Une tradition "traumatisante"

Dans le courrier des lecteurs de 24 Heures, la lettre de Mme Monique Gisel, avocate à Lausanne, qui parle de son expérience personnelle au contact des demandeurs d'asile:



Les partisans des lois sur les étrangers et sur l’asile soumises à référendum le 24 septembre affirment souvent qu’elles ne modifieront en rien notre tradition humanitaire. Peut-être ont-ils une autre définition du mot «humanitaire»? Ou est-ce là l’aveu qu’ils ne connaissent pas vraiment le sujet?
J’évoquerai deux situations tirées de ma pratique quotidienne. Un jeune homme a fait des premières crises d’épilepsie quelques mois avant de recevoir une décision ordonnant son renvoi au Cameroun. Il apprend que son médicament n’est pas vendu dans son pays. Nous demandons un délai supplémentaire pour trouver parmi les rares médicaments disponibles celui qui lui convient et éventuellement adopter un traitement qui réduise les effets secondaires.

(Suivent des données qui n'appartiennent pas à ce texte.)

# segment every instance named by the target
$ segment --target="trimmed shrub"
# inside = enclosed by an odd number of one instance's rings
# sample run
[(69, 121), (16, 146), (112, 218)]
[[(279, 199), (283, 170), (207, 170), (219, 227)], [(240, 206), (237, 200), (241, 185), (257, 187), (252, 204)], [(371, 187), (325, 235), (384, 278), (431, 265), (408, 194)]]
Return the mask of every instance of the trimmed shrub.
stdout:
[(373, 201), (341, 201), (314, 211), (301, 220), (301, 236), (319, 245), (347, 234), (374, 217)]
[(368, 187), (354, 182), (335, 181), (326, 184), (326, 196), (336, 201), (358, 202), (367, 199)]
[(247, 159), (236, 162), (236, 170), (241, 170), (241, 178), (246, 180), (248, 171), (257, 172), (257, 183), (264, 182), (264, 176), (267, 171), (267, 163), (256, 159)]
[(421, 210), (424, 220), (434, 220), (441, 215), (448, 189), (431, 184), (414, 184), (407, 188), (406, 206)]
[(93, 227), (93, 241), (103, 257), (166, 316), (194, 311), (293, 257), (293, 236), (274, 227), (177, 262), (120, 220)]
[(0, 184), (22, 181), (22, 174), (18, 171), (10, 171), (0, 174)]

«Il pourra s’occuper de cela au Cameroun» répond-on pour rejeter sa demande. Bien sûr, avec quatre neurologues pour l’ensemble du pays! Un ou deux mois supplémentaires en Suisse auraient-ils vraiment été un drame?
Gravement traumatisé par ce qu’il a vécu comme enfant, un jeune Sri Lankais fait deux tentatives de suicide à quelques semaines d’intervalle lorsque son renvoi devient imminent. Cela n’empêche pas le Service de la population d’envoyer la semaine suivante des courriers menaçants: s’il ne se présente pas pour préparer son départ, les mesures de contrainte seront applicables. La détention à Frambois est-elle vraiment préférable à un hôpital psychiatrique pour accueillir un jeune suicidaire?
Ce sont les personnes en contact direct avec les étrangers qui essaient de maintenir la tradition humanitaire si malmenée par nos autorités. Quand une jeune Marocaine m’a accusée d’être raciste, j’ai bien été obligée de lui dire que ce n’était pas moi, mais les lois suisses qui l’étaient. J’avais honte.